FOCUS TURNS TO DELETED FILES,
‘I ... feel he’s still alive,’ father says; probe to look at pilot’s files
KELLER, TEXAS Aubrey Wood hasn’t given up hope that his eldest son, Philip Wood, is still alive, along with the other 238 people on board missing Malaysia Airlines Flight 370.
“We’re putting it in God’s hands,” Wood, 76, said in an interview with USA TODAY. “I personally feel he’s still alive. … We believe they’re somewhere on land. And we’re going to find him.”
The disappearance of Flight 370 has ignited a raft of conspiracy theories, baffled investigators and thrust families and friends of Philip Wood, an IBM employee from Texas on that flight, onto a roller coaster ride of emotions — from initially believing the plane had crashed to kindling hope it had been hijacked and the 239 people aboard are still alive.
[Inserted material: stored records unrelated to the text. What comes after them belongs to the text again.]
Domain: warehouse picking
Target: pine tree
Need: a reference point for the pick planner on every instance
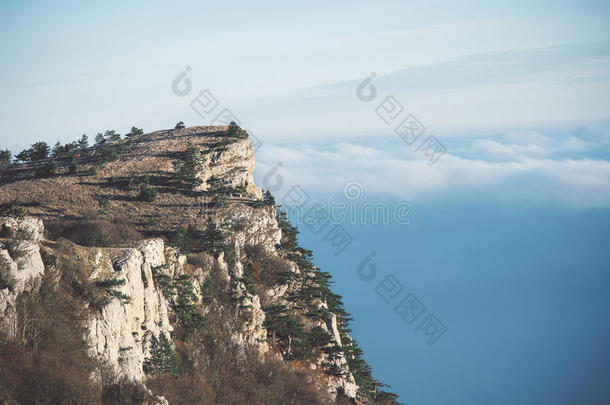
(5, 159)
(83, 143)
(214, 238)
(39, 151)
(187, 168)
(163, 359)
(268, 199)
(57, 151)
(134, 135)
(112, 136)
(100, 139)
(235, 131)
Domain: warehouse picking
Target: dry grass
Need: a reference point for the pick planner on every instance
(74, 196)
Less than an hour into its fivehour flight from Kuala Lumpur to Beijing, the Boeing 777’s transponder stopped signaling its location to air-traffic controllers, sparking speculation that the plane was overtaken by hijackers. In the final radio contact from the plane, the co-pilot, Fariq Abdul Hamid, said, “All right, good night.” Later, Malaysian military radar tracked the plane banking a steep left turn and heading hun- dreds of miles off course.
In Malaysia, investigators said Wednesday that they are trying to restore files deleted last month from the home flight simulator of the pilot of the missing plane, but the wait for answers was too much for some relatives who disrupted a news conference.
Malaysia’s Defense Minister and Acting Transport Minister Hishammuddin Hussein cautioned that the deletion of the files of the pilot, Zaharie Ahmad Shah, may have nothing to do with the circumstances of the jet’s disappearance 12 days ago.
Files containing records of simulations carried out on the program were deleted Feb. 3, Malaysian Police Chief Khalid Abu said. He said the files may have been deleted merely to free up memory space.
Investigators wanted to check the files for signs of unusual flight paths of Flight 370, which appears to have veered hundreds of miles from its intended flight path after vanishing from civilian radar.
At least two relatives of passengers aboard the flight were forcibly removed Wednesday from the news conference, at a hotel near Kuala Lumpur. Footage broadcast by the BBC showed a woman thought to be a Chinese relative of a missing passenger being knocked to the ground and then dragged away from journalists ahead of the daily news briefing by Malaysian officials.